In almost all of the analysis work that I've ever done I use:
set.seed(42)
It's an homage to Hitchhiker's Guide to the Galaxy. But I'm wondering if I'm creating bias by using the same seed over and over.
In almost all of the analysis work that I've ever done I use:
set.seed(42)
It's an homage to Hitchhiker's Guide to the Galaxy. But I'm wondering if I'm creating bias by using the same seed over and over.
There is no bias if the RNG is any good. By always using the same seed you are, however, creating a strong interdependence among all the simulations you perform in your career. This creates an unusual kind of risk.
By using the same seed each time, either you are always getting a pretty nice pseudorandom sequence and all your work goes well or--with very low but non-zero probability--you are always using a pretty bad sequence and your simulations are not as representative of the underlying distributions as you think they might be. Either all your work is pretty good or all of it is pretty lousy!
Contrast this with using truly random starting seeds each time. Once in a very long while you might obtain a sequence of random values that is not representative of the distribution you are modeling, but most of the time you would be just fine. If you never attempted to reproduce your own work (with a new seed), then once or twice in your career you might get misleading results, but the vast majority of the time you will be ok.
There is a simple and obvious cure: Always, always check your work by restarting with another seed. It's virtually impossible that two seeds accidentally will give misleading results in the same way.
On the other hand, there is extraordinary merit in having a well-known "personal seed": it shows the world you are being honest. A sly, subtle way to lie with simulations is to repeat them until they give you a predetermined outcome. Here's a working R
example to "demonstrate" that even a fair coin is highly likely to land heads more than half the time:
n.flips <- 100
seeds <- 1:10^3
#
# Run some preliminary simulations.
#
results <- sapply(seeds, function(seed) {
set.seed(seed)
mean(runif(n.flips) > 1/2)
})
#
# Now do the "real" simulation.
#
seed <- seeds[which.max(results)]
set.seed(seed)
x <- mean(runif(n.flips) > 1/2)
z <- (x - 1/2) * 2 * sqrt(n)
cat("Mean:", x, "Z:", z, "p-value:", pnorm(z, lower.tail=FALSE), "\n")
By looking at a wider range of seeds (from $1$ through $10^6$), I was able to find a congenial one: 218134. When you start with this as the seed, the resulting $100$ simulated coin flips exhibit $75$ heads!
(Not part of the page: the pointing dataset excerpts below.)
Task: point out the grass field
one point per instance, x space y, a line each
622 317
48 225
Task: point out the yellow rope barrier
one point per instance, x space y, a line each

That is significantly different from the expected value of $50$ ($p=0.000004$).
The implications can be fascinating and important. For instance, if I knew in advance whom I would be recruiting into a randomized double-blind controlled trial, and in what order (which I might be able to control as a university professor testing a group of captive undergraduates or lab rats), then beforehand I could run such a set of simulations to find a seed that groups the students more to my liking to favor whatever I was hoping to "prove." I could include the planned order and that seed in my experimental plan before conducting the experiment, thereby creating a procedure that no critical reviewer could ever impeach--but nevertheless stacking the deck in my favor. (I believe there are entire branches of pseudoscience that use some variant of this trick to gain credibility. Would you believe I actually used ESP to control the computer? I can do it at a distance with yours, too!)
Somebody whose default seed is known cannot play this game.
My personal seed is 17, as a large proportion of my posts attest (currently 155 out of 161 posts that set a seed use this one). In R
it is a difficult seed to work with, because (as it turns out) most small datasets I create with it have a strong outlier. That's not a bad characteristic ... .
As stated above, a good RNG will not generate bias under from using the same seed. However, there will be a correlation among the results. (The same pseudo-random number will start each computation.) Whether this matters isn't a matter of mathematics.
Using the same seed is OK at times: for debugging or when you know you want correlated results.